Caterpillar: A strong ship sailing in high seas
Caterpillar's stock has been skyrocketing over the past year, screaming higher from the low $80s to almost $109 Friday. The party doesn't seem to be stopping, either: The company announced a 17% quarterly dividend increase to $0.70 per share earlier this month, and the stock is up more than 1.6% in trading this afternoon.
2014's rapid rise should be viewed with some caution in the short term. Manufacturing heavy-duty equipment for construction and mining is a highly cyclical business. Company management has had a tough time predicting revenue growth in the current environment. And if management can't predict the winds, you can bet that the stock market can't, either.

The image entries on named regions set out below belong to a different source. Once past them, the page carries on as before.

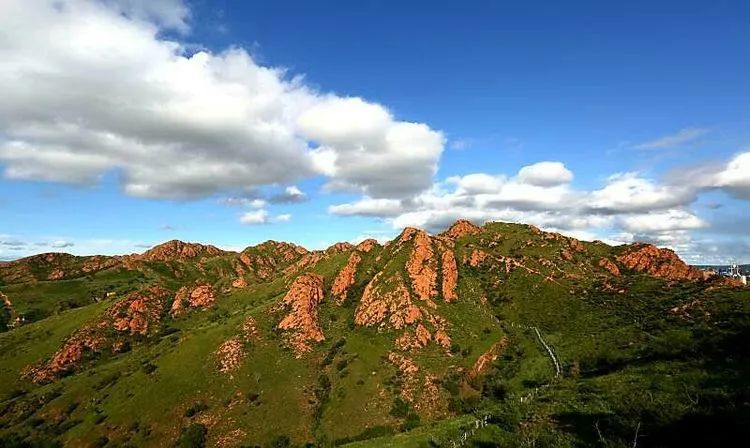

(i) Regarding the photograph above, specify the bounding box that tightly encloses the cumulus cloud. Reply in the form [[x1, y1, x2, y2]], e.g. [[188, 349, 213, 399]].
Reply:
[[269, 185, 307, 204], [518, 162, 573, 187], [634, 128, 709, 149], [587, 173, 697, 214], [0, 0, 444, 198], [240, 209, 292, 225], [328, 198, 404, 217], [329, 162, 708, 258]]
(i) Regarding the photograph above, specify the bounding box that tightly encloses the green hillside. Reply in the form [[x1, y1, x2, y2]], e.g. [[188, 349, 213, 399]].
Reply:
[[0, 221, 750, 447]]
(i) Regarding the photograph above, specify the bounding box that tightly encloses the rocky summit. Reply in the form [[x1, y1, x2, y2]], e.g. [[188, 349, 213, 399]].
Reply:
[[0, 220, 750, 447]]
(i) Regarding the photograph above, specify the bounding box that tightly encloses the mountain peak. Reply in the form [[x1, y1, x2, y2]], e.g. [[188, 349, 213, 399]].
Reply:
[[441, 219, 482, 239], [140, 240, 224, 261]]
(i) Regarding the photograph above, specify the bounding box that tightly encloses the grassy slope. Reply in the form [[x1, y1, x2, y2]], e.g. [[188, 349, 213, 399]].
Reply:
[[0, 224, 750, 447]]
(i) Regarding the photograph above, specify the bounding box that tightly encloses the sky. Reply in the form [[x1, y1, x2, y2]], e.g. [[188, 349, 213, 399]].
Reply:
[[0, 0, 750, 264]]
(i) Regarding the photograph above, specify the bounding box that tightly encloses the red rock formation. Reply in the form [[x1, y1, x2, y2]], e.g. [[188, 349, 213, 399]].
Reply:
[[354, 271, 422, 330], [469, 249, 489, 268], [599, 258, 620, 277], [214, 337, 247, 374], [24, 286, 170, 383], [278, 274, 325, 358], [170, 284, 215, 316], [325, 242, 354, 255], [107, 286, 170, 335], [441, 249, 458, 303], [331, 252, 362, 304], [469, 336, 508, 378], [47, 268, 65, 280], [406, 230, 437, 301], [357, 238, 379, 253], [134, 240, 224, 261], [441, 219, 482, 239], [617, 243, 710, 280]]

The result is wide swings and volatility. The company's 10 year chart tells the story.
Since recovering from the financial crisis, Caterpillar shareholders have been on quite a roller coaster ride. I don't see that trend abating anytime soon. Caterpilliar is a strong, well managed company, but its sailing in high seas. Enjoy today's gains, but don't get too enamored if you're a long-term investor.

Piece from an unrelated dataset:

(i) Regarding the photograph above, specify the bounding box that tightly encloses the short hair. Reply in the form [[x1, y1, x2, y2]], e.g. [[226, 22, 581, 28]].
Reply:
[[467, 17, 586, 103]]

Merck gains on momentum from acquisition
Like Caterpillar, drug company Merck has had a strong 12 months leading up to today's outperformance. The stock is up nearly 25% since June of last year.
Back on June 9, Merck announced its intention to buy pharmaceutical company Indenix (UNKNOWN:IDIX.DL). This morning Merck began the formal process to do just that, making a tender offer to buy all outstanding shares of Indenix for $24.50 per share in cash. The market responded kindly, pushing Merck up 1.4%.
Merck is a giant in the pharma industry. The company has a market cap of $173 billion and generates revenue of $10 billion per quarter. Idenix is a comparative lightweight with a market cap of just $3.6 billion.
But Merck has had trouble finding growth in recent years. The main driver has been acquisitions, rather than organic growth. While Idenix won't be immediately accretive to revenue, the purchase is a continuation of Merck's long-term strategy.
Even if you're a believer in this strategy and this acquisition, it's difficult to get excited about Merck from a value investing standpoint. Since 2011, the company has experienced declines in both revenue and return on equity.
The company trades at 39 times earnings on a trailing-12-month basis.
The tender offer to purchase Indenix may have the markets excited today, but given a P/E ratio near 40 and declining growth and ROE, this Fool is steering clear.